Here are some photos showing the build of this model. Construction methods are very similar to the rest of my park jet designs. Although it's a bit more complicated than the F-15 and F-18 park jets, it's a lot less complicated than the F-14 and F-22 park jets. But overall the build is pretty simple and straightforward and goes quickly. The hardest part about building this model is that it requires a LOT of sanding due to all the complex curves and fillets. This design features extra large corner doublers in the fuselage and nacelles to allow sanding those parts to a scale round shape, but all that extra sanding is definitely a lot of work. But then again it wouldn't be a real Sukhoi without those beautiful curves… ;D Just be sure to wear a dust mask when sanding so you don't inhale all that foam dust and make yourself sick (don't ask me how I know…
Note there are wide variety of options for how this model can be built, including:
* Canard or no canard – The plans show all the modifications required to convert this Su-37 to one of the original non-canard Su-27 or Su-30 variants. All that's required is to delete the canard, install a modified strake and modify the vertical tail. The changes required to do this are shown in red on the plans.
* Twin motors or single motor – This design can be easily adapted for a single centerline motor, which could be done with or without thrust vectoring (in this case it would be single-axis or pitch only). Note the upcoming Littlescreamers Super Park Jet Special motor would be an excellent motor for a single-motor version. The changes required to do this are also shown on the plans.
* With or without thrust vectoring – The TV system provides amazing maneuverability on this model but also adds quite a bit of weight, cost and complexity. For those that want a simpler version, this model can be built without the TV system and will still be a great-flying park jet. Another option would be to simplify the TV system by slaving the TV and stabilators together mechanically to eliminate the need for one pair of servos and a lot of complex transmitter programming.

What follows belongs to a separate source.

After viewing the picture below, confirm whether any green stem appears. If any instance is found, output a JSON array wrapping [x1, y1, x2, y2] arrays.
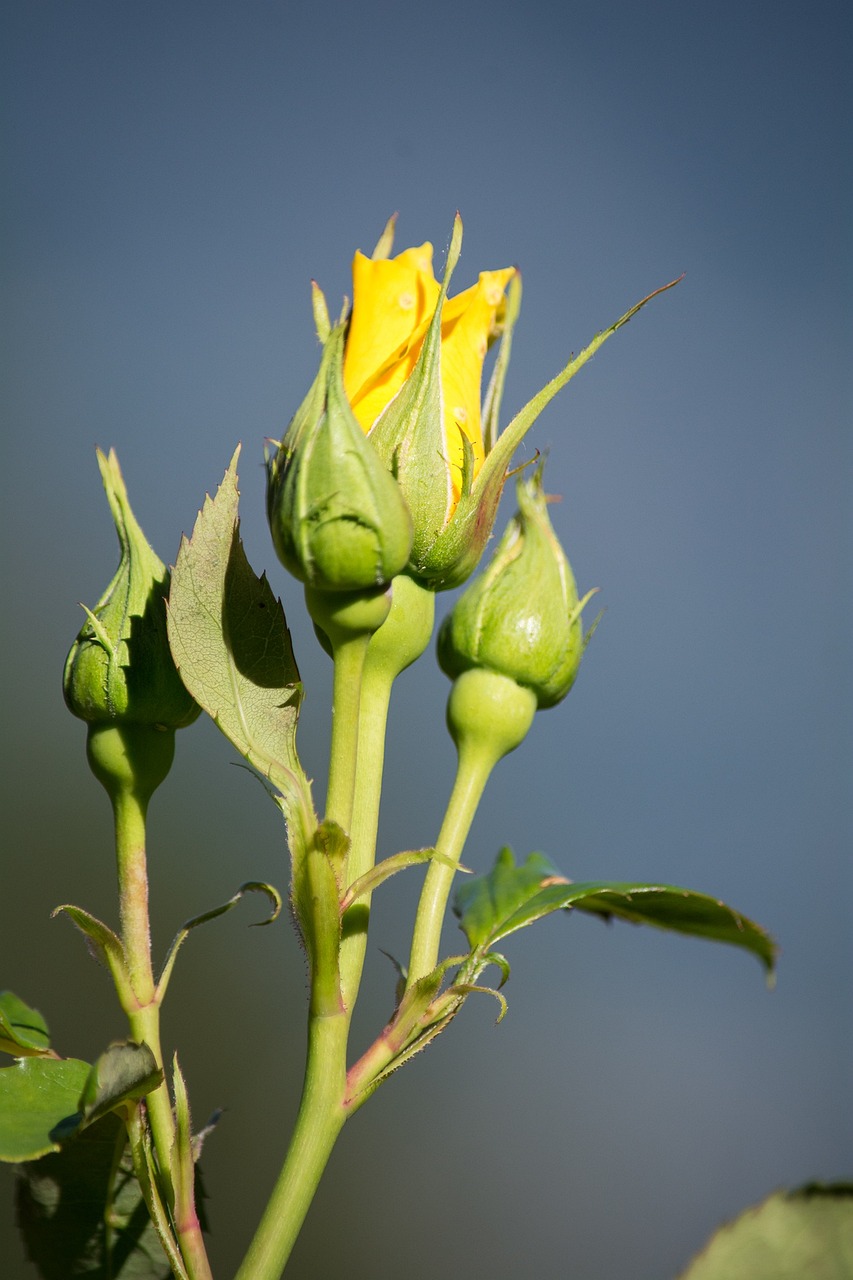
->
[[325, 634, 370, 832], [406, 744, 491, 989], [406, 667, 537, 991], [341, 573, 435, 1016], [234, 1011, 348, 1280], [87, 724, 211, 1280], [113, 787, 174, 1198], [341, 667, 393, 1016]]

I'll describe the TV system in more detail in the next post.
* Flight controls – There are a wide range of flight control options on this model. To actuate everything (stabilators, flaperons, rudders, canard, thrust vectoring, throttles) would require 9 channels and up to 8 servos! But on the other hand, this model could be flown just fine using tailerons only—3 channels and 2 servos. The setup on my model is in the middle, with tailerons, rudder, thrust vectoring, and twin throttles, for 7 channels and 5 servos. I'll describe the flight controls and mixes required in more detail in a subsequent post.